Deep Learning for Pronunciation Training and Evaluation

Computer Aided Language Learning (CALL)

A New DNN-based High Quality Pronunciation Evaluation for Computer-Aided Language Learning (CALL)

Interspeech 2013

Wenping Hu, Yao Qian, Frank K. Soong


In this paper, we propose to use Deep Neural Net (DNN), which has been recently shown to reduce speech recognition errors significantly, in Computer-Aided Language Learning (CALL) to evaluate English learners’ pronunciations. Multi-layer, stacked Restricted Boltzman Machines (RBMs), are first trained as nonlinear basis functions to represent speech signals succinctly, and the output layer is discriminatively trained to optimize the posterior probabilities of correct, sub-phonemic “senone” states. Three Goodness of Pronunciation (GOP) scores, including: the likelihood-based posterior probability, averaged framelevel posteriors of the DNN output layer “senone” nodes, and log likelihood ratio of correct and competing models, are tested with recordings of both native and non-native speakers, along with manual grading of pronunciation quality. The experimental results show that the GOP estimated by averaged frame-level posteriors of “senones” correlate with human scores the best. Comparing with GOPs estimated with non-DNN, i.e. GMMHMM, based models, the new approach can improve the correlations relatively by 22.0% or 15.6%, at word or sentence levels, respectively. In addition, the frame-level posteriors, which doesn’t need a decoding lattice and its corresponding forwardbackward computations, is suitable for supporting fast, on-line, multi-channel applications.


App in Bing Dictionary V3.1.1 (我爱说英语)




Wenping Hu, Yao Qian, Frank K. Soong

In this paper we investigate a Deep Neural Network (DNN) based approach to acoustic modeling of tonal language and assess its speech recognition performance with different features and modeling techniques. Mandarin Chinese, the most widely spoken tonal language, is chosen for testing the tone related ASR performance. Furthermore, the DNN-trained, tone-sensitive model is evaluated in automatic detection of mispronunciation among L2 Mandarin learners. The best DNN-HMM acoustic model of tonal syllable (initial and tonal final), trained with embedded F0 features, has shown improved ASR performance, when compared with the baseline DNN system of 39 MFCC features. The proposed system achieves better ASR performance than the baseline system, i.e., by 32% and 35% in relative tone error rate reduction and 20% and 23% in relative tonal syllable error rate reduction, for female and male speakers, respectively. In a speech database of L2 Mandarin learners (native speakers of European languages), 2% equal error rate reduction, from 27.5% to 25.5%, has been obtained with our DNN-HMM system in detecting mispronunciations, compared with the baseline system.
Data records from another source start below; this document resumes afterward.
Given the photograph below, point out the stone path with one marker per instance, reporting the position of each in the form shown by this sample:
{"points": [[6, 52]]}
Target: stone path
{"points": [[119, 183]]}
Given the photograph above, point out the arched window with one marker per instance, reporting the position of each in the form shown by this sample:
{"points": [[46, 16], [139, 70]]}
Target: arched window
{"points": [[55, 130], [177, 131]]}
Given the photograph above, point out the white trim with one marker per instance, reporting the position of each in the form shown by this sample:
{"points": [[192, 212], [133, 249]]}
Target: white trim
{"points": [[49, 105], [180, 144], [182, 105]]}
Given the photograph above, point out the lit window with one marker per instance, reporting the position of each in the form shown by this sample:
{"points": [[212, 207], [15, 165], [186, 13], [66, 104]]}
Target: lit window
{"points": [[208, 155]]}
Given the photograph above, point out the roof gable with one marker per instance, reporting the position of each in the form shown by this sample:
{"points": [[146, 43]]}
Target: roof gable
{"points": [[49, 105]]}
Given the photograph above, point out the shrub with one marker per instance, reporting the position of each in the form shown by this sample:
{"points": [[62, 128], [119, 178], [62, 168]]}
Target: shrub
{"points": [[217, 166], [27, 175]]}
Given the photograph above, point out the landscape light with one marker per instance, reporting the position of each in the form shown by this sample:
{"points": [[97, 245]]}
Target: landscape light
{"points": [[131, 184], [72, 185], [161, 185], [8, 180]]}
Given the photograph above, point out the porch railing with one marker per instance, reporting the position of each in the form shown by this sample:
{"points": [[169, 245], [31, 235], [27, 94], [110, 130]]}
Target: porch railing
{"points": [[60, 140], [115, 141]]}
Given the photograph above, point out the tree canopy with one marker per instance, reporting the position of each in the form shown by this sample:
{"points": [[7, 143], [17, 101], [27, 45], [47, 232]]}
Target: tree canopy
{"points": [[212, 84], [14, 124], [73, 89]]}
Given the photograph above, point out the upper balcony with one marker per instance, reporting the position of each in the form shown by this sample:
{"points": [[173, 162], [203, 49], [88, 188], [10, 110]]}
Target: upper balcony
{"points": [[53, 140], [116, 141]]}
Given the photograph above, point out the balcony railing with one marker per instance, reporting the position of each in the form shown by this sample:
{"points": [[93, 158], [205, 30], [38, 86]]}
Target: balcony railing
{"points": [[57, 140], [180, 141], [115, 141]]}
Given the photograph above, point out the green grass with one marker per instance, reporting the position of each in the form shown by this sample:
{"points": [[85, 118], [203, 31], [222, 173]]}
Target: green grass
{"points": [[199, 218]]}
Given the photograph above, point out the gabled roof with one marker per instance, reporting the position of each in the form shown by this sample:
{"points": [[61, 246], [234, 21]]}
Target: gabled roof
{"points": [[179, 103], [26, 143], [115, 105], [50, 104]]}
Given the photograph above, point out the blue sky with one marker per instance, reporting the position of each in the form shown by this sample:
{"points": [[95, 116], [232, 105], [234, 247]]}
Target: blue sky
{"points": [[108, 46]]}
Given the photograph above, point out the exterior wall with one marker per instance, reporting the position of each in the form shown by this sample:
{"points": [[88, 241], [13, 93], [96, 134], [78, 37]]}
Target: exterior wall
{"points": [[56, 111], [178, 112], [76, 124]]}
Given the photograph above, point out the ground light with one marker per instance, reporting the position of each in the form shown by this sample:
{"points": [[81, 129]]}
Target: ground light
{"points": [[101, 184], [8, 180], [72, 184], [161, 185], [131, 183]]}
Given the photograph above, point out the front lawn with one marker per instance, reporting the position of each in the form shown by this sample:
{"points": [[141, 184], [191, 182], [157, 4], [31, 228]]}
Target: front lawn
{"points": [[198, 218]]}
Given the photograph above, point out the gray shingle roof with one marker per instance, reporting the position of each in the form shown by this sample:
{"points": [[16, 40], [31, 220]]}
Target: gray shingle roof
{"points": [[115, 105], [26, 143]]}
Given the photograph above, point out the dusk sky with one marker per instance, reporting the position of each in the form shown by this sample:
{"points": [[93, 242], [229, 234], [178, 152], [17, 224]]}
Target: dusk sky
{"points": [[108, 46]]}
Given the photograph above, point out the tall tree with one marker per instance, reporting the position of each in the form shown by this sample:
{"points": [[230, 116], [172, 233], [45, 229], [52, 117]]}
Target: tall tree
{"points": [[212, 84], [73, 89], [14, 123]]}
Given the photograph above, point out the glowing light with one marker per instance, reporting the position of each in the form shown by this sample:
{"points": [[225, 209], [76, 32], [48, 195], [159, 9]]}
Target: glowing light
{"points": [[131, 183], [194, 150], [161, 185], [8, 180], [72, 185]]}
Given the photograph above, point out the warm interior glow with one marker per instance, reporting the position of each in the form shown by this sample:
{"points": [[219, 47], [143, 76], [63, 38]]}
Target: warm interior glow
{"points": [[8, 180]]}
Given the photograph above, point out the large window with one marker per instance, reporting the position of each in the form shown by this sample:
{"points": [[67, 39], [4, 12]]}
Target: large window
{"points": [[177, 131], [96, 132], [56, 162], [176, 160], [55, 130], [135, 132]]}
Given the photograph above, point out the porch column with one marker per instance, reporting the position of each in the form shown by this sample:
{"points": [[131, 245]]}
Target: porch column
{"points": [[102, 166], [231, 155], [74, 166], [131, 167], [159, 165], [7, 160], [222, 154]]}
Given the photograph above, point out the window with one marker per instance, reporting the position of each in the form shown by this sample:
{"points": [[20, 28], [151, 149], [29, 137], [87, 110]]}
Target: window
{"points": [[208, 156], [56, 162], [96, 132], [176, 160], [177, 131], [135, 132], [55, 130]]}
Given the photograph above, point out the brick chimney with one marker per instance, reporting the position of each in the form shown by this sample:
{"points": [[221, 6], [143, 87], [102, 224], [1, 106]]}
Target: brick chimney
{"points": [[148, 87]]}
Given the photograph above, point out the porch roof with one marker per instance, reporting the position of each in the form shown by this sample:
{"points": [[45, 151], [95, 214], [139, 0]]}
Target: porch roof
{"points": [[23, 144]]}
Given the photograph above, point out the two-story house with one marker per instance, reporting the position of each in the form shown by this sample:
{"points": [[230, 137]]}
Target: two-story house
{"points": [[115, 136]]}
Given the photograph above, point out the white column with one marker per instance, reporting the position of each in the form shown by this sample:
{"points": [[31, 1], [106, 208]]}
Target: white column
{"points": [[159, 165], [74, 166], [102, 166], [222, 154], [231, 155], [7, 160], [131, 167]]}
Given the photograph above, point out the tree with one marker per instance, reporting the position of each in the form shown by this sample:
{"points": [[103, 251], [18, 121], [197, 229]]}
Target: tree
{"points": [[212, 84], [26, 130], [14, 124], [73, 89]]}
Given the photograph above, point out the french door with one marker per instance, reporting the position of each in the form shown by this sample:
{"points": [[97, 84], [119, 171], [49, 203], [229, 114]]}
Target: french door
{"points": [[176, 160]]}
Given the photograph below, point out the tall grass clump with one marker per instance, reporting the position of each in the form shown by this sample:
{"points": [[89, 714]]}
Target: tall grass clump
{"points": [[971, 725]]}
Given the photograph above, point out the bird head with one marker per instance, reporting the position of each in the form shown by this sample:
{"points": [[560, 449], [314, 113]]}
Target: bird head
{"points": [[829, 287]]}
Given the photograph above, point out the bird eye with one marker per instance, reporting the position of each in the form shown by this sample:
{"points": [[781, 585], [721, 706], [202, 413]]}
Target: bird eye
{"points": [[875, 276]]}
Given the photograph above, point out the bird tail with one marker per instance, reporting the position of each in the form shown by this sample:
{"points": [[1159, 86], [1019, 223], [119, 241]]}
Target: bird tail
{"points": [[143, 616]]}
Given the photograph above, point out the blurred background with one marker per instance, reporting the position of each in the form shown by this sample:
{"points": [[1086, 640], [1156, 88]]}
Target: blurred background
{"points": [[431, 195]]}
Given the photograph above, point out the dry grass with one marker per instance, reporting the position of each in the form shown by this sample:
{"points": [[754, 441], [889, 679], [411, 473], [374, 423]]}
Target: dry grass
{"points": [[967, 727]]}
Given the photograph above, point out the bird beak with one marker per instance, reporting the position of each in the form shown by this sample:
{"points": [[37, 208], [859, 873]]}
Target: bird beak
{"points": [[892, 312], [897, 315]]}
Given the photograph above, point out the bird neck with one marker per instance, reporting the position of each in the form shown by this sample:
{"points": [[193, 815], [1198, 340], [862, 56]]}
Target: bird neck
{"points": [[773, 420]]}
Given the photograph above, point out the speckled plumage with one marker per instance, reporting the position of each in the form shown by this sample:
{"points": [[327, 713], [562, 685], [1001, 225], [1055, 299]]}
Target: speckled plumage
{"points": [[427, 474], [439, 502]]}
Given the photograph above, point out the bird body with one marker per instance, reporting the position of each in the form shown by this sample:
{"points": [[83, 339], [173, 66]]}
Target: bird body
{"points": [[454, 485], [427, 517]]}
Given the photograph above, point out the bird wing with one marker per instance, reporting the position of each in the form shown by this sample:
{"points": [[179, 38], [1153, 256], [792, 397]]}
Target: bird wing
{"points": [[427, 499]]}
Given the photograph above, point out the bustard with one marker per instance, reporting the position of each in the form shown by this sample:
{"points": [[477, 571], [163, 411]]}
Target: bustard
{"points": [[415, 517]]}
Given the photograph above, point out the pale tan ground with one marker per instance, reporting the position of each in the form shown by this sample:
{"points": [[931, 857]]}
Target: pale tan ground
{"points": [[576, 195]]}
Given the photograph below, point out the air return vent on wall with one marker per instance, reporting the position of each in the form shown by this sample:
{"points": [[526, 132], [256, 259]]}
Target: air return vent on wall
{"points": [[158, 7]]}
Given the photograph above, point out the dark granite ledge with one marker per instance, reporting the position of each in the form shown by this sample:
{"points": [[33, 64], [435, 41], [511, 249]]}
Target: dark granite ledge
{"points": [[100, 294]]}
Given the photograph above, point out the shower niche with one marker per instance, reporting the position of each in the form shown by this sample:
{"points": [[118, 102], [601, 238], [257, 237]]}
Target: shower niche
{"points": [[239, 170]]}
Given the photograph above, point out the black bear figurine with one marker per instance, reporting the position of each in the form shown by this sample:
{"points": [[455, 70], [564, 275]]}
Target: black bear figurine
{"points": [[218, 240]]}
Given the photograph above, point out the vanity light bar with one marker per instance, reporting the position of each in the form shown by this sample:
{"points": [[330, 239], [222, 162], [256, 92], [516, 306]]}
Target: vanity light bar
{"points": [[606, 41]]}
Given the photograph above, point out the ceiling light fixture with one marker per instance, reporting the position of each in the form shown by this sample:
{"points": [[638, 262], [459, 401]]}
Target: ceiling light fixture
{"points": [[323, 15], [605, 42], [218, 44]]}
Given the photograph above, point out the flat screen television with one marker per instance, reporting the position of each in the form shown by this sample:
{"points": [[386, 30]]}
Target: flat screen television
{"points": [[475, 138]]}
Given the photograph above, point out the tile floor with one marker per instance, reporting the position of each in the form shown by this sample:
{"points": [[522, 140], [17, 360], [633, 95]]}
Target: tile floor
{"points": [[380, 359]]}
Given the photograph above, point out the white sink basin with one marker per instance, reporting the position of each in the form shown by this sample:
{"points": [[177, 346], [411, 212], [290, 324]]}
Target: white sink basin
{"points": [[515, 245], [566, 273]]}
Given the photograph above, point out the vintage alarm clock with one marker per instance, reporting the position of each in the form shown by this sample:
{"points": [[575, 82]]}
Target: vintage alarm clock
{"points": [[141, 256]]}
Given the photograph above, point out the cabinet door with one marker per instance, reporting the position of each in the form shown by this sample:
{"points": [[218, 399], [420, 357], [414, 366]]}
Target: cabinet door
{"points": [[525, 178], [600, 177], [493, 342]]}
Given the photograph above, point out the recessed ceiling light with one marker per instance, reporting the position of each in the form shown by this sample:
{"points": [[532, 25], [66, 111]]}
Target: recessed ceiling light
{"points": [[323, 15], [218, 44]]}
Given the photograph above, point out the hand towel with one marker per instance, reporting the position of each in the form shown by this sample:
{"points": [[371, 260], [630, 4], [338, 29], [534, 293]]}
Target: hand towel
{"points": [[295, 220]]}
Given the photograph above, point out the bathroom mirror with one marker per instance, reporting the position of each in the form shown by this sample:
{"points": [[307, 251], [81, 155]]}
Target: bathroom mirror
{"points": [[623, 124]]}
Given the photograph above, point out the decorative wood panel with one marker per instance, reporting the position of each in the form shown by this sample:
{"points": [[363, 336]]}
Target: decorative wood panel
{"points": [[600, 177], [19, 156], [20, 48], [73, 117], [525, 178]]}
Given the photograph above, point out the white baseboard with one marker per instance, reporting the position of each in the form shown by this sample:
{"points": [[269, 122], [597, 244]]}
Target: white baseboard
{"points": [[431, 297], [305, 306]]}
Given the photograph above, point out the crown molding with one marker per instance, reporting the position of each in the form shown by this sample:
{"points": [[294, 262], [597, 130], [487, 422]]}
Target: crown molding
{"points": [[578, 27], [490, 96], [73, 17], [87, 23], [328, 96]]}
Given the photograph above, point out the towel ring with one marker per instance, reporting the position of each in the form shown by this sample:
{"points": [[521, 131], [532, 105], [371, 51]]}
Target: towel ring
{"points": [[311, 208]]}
A New Neural Network Based Logistic Regression Classifier For Improving Mispronunciation Detection of L2 Language Learners


Wenping Hu, Yao Qian, Frank K. Soong

In this paper, we propose a Neural Network (NN) based, Logistic Regression (LR) classifier for improving phone mispronunciation detection rate in a Computer-Aided Language Learning (CALL) system. A general neural network with multiple hidden layers for extracting useful speech features is first trained with pooled, training data, and then phone-dependent, 2-class logistic regression classifiers are trained as individual, phoneme specific nodes at the output layer. This new NN-based classifier with shared hidden layers streamlines the time-consuming work needed in training multiple individual classifiers separately, i.e., one for a specific phoneme, and learns common feature representation via the shared hidden layers. Its improved performance, when compared with independently trained, phoneme specific classifiers, is verified on a testing database of isolated English words recorded by non-native English learners. Compared with the conventional Goodness of Pronunciation (GOP)based approach, the NN-based LR classifier improves the precision and recall by 37.1% and 11.7% (absolute), respectively. On the same test data, it also outperforms a Support Vector Machine (SVM)-based classifier, which is widely used for mispronunciation detection, and at a slightly better precision rate, the recall is improved by 10.6% (absolute) and the relative improvement is 21.6%.